Jean Leymarie donne sur France Culture 5 son analyse de cette situation paradoxale: « C’est sans doute parce que c’est difficile, impopulaire, et parce que la tâche est immense. L’opinion est à cran. Toutes les crises se conjuguent : la guerre, des déplacements de population […], l’inflation, la dette, les services publics en berne. Et au milieu, la catastrophe climatique, comme l’éléphant au milieu de la pièce. L’éléphant grossit à vue d’œil. Alors que la réalité du chaos climatique frappe les communautés du monde entier, […] le fossé entre les besoins et l’action est plus menaçant que jamais. »                                                                    

Il ajoute en conclusion cette citation de Charles Peguy : « Il faut dire ce que l’on voit. Surtout, il faut toujours, ce qui est plus difficile, voir ce que l’on voit ».

Il n’y a pire aveugle que celui qui ne veut pas voir…

Oser avoir le courage et la lucidité de voir la réalité en face, d’en tirer toutes les conséquences, voilà l’enjeux des prochains mois pour espérer enfin remettre notre trajectoire climatique dans les rails de la stabilité et s’écarter des perspectives périlleuses et incontrôlables qui se dessinent sous nos yeux.

Frédéric Pocheau

(1) N’oublions pas que la gouvernance du GIEC est sous contrôle politique ; les textes de synthèse doivent être validés par les représentants politiques des États (retour)
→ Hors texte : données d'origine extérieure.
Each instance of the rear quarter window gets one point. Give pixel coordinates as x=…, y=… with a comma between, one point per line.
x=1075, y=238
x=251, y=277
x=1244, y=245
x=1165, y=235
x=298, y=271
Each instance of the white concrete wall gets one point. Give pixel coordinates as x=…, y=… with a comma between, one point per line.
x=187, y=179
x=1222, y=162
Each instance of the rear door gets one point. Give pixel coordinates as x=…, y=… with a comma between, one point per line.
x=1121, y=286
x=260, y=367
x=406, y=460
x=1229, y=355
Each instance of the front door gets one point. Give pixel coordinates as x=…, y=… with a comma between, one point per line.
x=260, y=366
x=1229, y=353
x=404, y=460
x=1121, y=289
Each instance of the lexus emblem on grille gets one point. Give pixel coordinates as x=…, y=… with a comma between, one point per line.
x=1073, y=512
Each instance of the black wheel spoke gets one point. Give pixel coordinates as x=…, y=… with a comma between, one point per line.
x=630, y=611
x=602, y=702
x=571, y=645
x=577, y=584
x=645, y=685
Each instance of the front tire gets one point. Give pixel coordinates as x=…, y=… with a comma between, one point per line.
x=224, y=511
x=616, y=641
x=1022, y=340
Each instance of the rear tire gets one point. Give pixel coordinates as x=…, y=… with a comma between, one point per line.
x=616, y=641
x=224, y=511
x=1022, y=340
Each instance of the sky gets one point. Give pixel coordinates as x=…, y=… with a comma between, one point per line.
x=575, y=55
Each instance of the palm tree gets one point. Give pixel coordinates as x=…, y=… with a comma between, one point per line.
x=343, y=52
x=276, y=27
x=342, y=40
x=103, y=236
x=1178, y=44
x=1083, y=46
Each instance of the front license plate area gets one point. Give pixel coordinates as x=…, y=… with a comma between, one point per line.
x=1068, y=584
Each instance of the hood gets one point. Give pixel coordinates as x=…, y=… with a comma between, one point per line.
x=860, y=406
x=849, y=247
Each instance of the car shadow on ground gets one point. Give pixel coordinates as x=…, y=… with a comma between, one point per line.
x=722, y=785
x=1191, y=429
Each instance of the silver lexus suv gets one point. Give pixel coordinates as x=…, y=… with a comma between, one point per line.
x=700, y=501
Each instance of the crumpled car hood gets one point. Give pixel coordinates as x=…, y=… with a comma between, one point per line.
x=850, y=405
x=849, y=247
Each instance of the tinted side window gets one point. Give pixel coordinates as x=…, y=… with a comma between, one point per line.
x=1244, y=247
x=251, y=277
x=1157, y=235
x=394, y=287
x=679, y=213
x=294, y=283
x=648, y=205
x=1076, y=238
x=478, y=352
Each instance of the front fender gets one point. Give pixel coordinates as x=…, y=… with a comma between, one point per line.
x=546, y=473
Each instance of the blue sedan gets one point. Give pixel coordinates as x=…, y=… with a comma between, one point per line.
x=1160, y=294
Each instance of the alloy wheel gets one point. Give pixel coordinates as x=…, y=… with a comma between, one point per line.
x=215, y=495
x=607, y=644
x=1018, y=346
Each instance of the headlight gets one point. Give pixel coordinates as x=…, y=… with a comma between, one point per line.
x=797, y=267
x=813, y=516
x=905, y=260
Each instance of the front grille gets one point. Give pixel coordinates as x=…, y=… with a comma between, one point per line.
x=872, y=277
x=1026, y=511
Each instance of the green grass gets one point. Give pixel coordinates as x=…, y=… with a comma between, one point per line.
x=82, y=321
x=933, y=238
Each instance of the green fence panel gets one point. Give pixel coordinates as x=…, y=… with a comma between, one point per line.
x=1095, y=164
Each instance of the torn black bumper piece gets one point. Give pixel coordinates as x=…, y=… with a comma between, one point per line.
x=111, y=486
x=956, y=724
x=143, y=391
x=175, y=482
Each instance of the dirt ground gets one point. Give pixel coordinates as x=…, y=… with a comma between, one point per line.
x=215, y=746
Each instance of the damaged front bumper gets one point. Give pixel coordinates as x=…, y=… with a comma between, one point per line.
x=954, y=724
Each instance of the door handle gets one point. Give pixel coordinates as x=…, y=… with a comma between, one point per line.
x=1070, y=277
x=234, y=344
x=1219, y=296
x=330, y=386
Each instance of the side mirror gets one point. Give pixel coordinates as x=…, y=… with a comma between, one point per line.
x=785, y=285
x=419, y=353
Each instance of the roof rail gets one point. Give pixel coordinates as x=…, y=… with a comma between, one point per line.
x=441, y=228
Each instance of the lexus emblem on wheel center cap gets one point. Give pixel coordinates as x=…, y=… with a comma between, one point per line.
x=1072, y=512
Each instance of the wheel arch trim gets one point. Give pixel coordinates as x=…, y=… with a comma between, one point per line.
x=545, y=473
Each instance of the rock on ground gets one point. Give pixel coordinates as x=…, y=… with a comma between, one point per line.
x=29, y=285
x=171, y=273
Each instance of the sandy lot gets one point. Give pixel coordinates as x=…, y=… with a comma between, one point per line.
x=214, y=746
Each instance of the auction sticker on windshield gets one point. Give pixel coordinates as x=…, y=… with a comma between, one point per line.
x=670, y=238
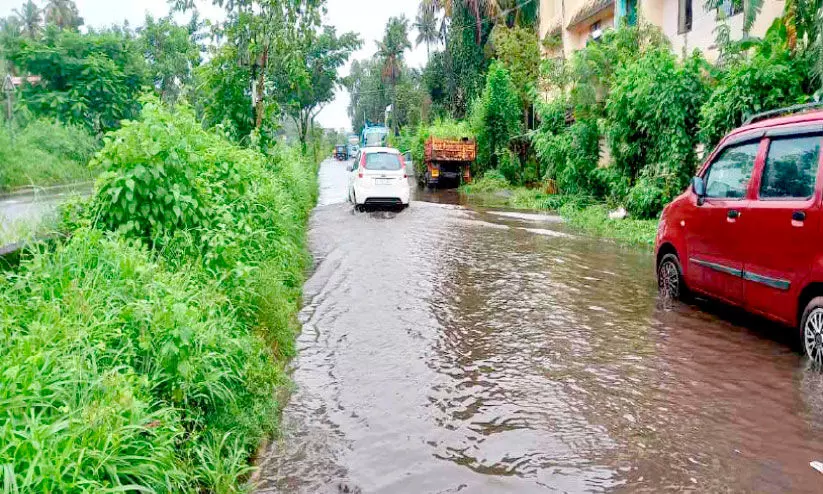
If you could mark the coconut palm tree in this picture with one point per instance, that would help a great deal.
(30, 18)
(391, 51)
(63, 14)
(427, 29)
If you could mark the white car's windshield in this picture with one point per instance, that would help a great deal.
(382, 161)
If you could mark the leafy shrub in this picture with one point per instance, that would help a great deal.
(569, 155)
(509, 166)
(148, 354)
(113, 367)
(752, 85)
(646, 199)
(45, 153)
(444, 129)
(652, 113)
(495, 117)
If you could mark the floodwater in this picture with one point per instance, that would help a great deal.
(26, 211)
(446, 349)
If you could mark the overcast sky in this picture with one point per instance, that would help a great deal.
(366, 17)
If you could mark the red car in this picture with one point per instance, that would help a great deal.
(748, 230)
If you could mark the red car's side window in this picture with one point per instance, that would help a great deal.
(790, 171)
(728, 176)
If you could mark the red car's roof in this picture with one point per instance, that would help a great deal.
(809, 116)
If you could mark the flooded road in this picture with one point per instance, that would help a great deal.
(446, 349)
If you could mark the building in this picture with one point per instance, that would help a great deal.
(567, 25)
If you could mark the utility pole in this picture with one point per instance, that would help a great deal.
(8, 89)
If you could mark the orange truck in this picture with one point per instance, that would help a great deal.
(448, 161)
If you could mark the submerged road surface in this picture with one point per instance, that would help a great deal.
(451, 350)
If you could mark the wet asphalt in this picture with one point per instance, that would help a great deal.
(448, 348)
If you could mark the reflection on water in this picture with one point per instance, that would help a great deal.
(449, 350)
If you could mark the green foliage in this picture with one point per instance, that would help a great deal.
(651, 93)
(466, 61)
(495, 117)
(44, 153)
(222, 99)
(770, 78)
(569, 155)
(588, 75)
(304, 80)
(371, 94)
(152, 352)
(90, 79)
(518, 50)
(646, 199)
(171, 52)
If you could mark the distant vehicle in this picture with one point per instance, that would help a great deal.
(341, 153)
(374, 136)
(378, 177)
(353, 144)
(448, 161)
(748, 230)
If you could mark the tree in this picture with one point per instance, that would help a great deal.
(304, 74)
(88, 79)
(172, 53)
(391, 51)
(517, 49)
(63, 14)
(31, 19)
(427, 29)
(496, 116)
(256, 29)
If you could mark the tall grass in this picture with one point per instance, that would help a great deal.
(44, 153)
(144, 353)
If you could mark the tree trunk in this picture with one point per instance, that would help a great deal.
(258, 105)
(478, 28)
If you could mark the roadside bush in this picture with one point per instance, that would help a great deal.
(652, 114)
(568, 154)
(114, 368)
(45, 153)
(144, 353)
(495, 117)
(752, 85)
(646, 199)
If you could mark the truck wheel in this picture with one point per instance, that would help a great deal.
(811, 331)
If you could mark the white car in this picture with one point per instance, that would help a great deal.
(378, 176)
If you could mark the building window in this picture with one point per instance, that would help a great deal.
(684, 16)
(729, 8)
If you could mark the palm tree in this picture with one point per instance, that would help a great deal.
(30, 18)
(63, 14)
(427, 29)
(391, 50)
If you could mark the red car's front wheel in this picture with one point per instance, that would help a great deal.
(670, 277)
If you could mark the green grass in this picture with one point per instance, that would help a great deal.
(44, 153)
(580, 212)
(150, 360)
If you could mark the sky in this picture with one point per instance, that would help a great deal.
(368, 18)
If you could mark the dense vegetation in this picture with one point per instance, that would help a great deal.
(623, 121)
(45, 153)
(147, 348)
(143, 351)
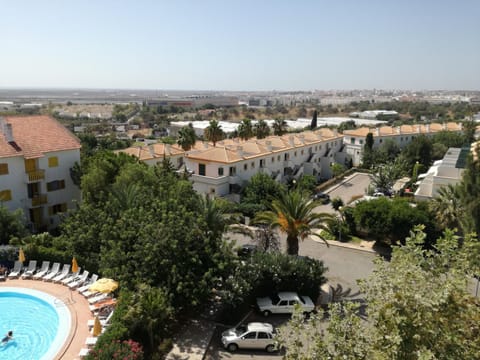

(2) Le Monde du 10/09/2023 , Stéphane Foucart : « L’aggravation récente des effets du réchauffement coïncide, et c’est une autre cause de sidération, avec un retour apparent du climato-scepticisme »
https://www.lemonde.fr/idees/article/2023/09/10/l-aggravation-recente-des-effets-du-rechauffement-coincide-et-c-est-une-autre-cause-de-sideration-avec-un-retour-apparent-du-climatoscepticisme_6188661_3232.html (retour)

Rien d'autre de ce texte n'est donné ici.